Santa Rosa National Park beckons with brain food for history buffs, campsites for backcountry nature lovers and magnificent, out-of-the-way waves for adventurous surfers. Well off Costa Rica’s beaten tourist path, in the northwestern corner of the country, Santa Rosa offers a potholed adventure where iguanas skirmish across the dry forest floor and where U.S. filibuster William Walker’s legacy is preserved in an old dusty ranch.
It’s also home to world-class surfing destination Witch’s Rock, where mighty offshore winds sweeping in from across nearby Lake Nicaragua clash with cavernous tubes of water in a splashy spectacle that will leave the surliest surfer with a smirk.
No matter where you’re coming from, be it Liberia, San José or the Nicaraguan border, Santa Rosa is a bit of a drive. And once you’re inside, it’s guaranteed to be a pothole-ridden expedition, albeit beneath blue Guanacaste skies.
Some of the roads in the national park, particularly the 13-kilometer stretch to Witch’s Rock, define “rugged,” and may be the rocky road adventure you’re looking for.
The beach at Witch’s Rock is desolate, desert-like. Powerful winds sweep sand across the beach’s surface like snow creeps across a windswept highway in the depths of a northern winter.
The wind is unbearable. It’s hard to stand up in, and it will snatch your surfboard right from beneath your armpit if you’re not sturdy. But all this makes for surfing perfection.
The wind pushing against the breaking waves seems to suck the power out of what appear, to the untrained eye, to be hulking waves. Their faces disintegrate into thin air, creating a spray that shoots back behind the wave for meters and meters. What start out as seemingly destructive walls of water are whittled away by wind in what seems like slow motion.
The rock is about a 15-minute walk from the beach campsite, where a few surfers slung in hammocks pat on bongo drums and strum guitars.
Getting there, from the park entrance, will require an exhausting two-hour drive that demands a four-wheel-drive vehicle and a prostate gland that is not already swollen. It’s a grueling trip, though well worth it. Making the round trip in one day is particularly tiring.
More accessible is La Casona, as it’s known, where mercenaries of the aspiring U.S. colonizer William Walker ran into Costa Rican forces in a short-lived but legendary skirmish known as the Battle of Santa Rosa in 1846.
Walker’s men had somehow managed to take over the colonial hacienda, and when Costa Rica got word, troops were sent to defend its territory just a few kilometers from the Nicaraguan border.
It was the battle that made a national hero of Juan Santamaría, the drummer boy who was shot as he attempted to set the ranch home ablaze with Walker’s men inside.

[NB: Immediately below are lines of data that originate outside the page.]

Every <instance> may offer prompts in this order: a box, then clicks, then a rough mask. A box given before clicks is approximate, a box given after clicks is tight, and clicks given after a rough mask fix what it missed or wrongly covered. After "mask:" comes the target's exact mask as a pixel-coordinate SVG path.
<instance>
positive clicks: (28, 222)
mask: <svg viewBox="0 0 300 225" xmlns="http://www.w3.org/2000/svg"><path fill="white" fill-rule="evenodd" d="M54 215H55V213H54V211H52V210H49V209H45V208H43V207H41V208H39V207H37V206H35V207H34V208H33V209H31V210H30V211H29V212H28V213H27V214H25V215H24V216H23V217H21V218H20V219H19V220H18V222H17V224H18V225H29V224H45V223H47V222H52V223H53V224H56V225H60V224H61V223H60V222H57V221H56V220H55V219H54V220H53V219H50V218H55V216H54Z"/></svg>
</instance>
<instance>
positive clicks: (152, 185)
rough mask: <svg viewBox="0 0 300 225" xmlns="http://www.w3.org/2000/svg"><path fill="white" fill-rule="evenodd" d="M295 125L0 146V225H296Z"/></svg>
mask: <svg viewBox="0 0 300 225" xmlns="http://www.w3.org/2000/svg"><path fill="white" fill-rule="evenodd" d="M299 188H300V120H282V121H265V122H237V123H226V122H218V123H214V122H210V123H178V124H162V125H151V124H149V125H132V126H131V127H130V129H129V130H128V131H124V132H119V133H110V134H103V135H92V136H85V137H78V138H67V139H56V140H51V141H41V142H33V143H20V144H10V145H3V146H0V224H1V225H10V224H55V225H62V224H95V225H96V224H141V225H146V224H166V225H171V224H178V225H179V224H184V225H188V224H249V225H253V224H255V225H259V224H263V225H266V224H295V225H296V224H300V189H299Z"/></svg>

For a peaceful country with what some consider an uneventful history compared to the dramatic pasts of its neighbors, La Casona is a reminder that even the “Switzerland of Central America” has had to fight its fights.
“He who invades Costa Rica with distorted intentions doesn’t get past Santa Rosa,” reads a quote by former President Francisco Orlich on a plaque outside the villa.
The home is being renovated with new floors and patchwork on the walls, says renovation project director Alfonso Faerron. It’s the first renovation the historical site has undergone since 2000, when a hunter, angered by the ban on hunting in the national park, set the place ablaze and damaged as much as 80% of the home.
Getting to Santa Rosa National Park
From Liberia, Santa Rosa is about two hours to the north, off a tiny road on the left-hand side, about 35 kilometers before La Cruz. It’s best to come with a car, as it is several kilometers from the park entrance to La Casona and Witch’s Rock.
Park guards say no more than 20 people make it to Witch’s Rock a day, though surf tour guides from the Guanacaste tourist destinations of Playas del Coco and Tamarindo bring in surfers almost daily to the surf spot.